Colombian singer and songwriter

Etelvina Maldonado de la Hoz (1932–2010) was a Colombian bullerengue singer and songwriter. She sang with Totó la Momposina and with groups including Kasabe and Alé Kumá.

==Biography==
Etelvina Maldonado de la Hoz was born on 25 April 1932 in Santa Ana, in the Colombian department of Bolívar. Her mother was Francisca "Pacha" de la Hoz, a bullerengue singer, and her father was Pedro Maldonado. At the age of 15, Maldonado moved with her mother to Cartagena, and later they moved again to Olaya Herrera.

Maldonado's musical career started when she appeared with Totó la Momposina at the Festival del Porro in San Pelayo. They later toured together, and Maldonado also sang with the groups Arboletes, Candilé, Kasabe, and Alé Kumá, among others. She formed her own group in 2003, and released one album with them in 2006.

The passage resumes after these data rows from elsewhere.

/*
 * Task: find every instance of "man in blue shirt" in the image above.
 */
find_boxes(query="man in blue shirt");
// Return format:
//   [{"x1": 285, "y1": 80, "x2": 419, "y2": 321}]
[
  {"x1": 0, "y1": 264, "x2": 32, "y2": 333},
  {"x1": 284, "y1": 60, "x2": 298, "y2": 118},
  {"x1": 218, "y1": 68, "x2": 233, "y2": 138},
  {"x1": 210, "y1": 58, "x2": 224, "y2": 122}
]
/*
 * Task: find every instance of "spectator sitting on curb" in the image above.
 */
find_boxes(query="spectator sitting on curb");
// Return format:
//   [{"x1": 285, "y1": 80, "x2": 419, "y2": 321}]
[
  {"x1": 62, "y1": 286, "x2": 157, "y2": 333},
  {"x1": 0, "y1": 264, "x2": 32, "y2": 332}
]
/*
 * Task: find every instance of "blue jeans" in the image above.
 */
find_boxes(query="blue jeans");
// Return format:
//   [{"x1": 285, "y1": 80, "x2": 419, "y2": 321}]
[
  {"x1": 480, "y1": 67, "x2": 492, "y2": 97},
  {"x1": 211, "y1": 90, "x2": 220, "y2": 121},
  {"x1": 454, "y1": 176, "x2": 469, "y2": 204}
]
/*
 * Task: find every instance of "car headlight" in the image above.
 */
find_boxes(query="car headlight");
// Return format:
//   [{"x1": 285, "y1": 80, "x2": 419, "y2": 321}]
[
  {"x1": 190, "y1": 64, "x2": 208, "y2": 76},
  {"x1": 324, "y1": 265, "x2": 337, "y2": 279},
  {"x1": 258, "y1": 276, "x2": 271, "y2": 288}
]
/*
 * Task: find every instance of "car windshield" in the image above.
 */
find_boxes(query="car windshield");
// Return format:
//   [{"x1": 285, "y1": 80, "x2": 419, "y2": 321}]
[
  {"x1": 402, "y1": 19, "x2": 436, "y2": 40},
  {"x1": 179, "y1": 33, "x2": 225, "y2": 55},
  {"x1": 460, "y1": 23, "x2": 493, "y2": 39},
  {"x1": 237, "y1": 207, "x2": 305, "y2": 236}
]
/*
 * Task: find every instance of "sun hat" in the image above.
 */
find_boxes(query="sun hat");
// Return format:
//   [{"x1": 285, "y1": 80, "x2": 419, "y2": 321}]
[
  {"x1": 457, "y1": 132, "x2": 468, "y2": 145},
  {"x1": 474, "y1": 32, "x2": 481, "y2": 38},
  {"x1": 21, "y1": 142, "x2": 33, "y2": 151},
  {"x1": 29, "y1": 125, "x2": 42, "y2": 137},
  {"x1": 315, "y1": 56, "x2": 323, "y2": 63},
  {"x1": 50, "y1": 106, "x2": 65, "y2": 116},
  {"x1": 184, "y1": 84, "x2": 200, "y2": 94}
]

Notable compositions by Maldonado include "Por Qué Me Pega" and "Llorando Te Coge el Día". She won "best voice" awards at the bullerengue festivals in María La Baja and Puerto Escondido, and later judged the bullerengue queen competition of the latter.

Maldonado had nine children. She died on 26 January 2010 in Cartagena.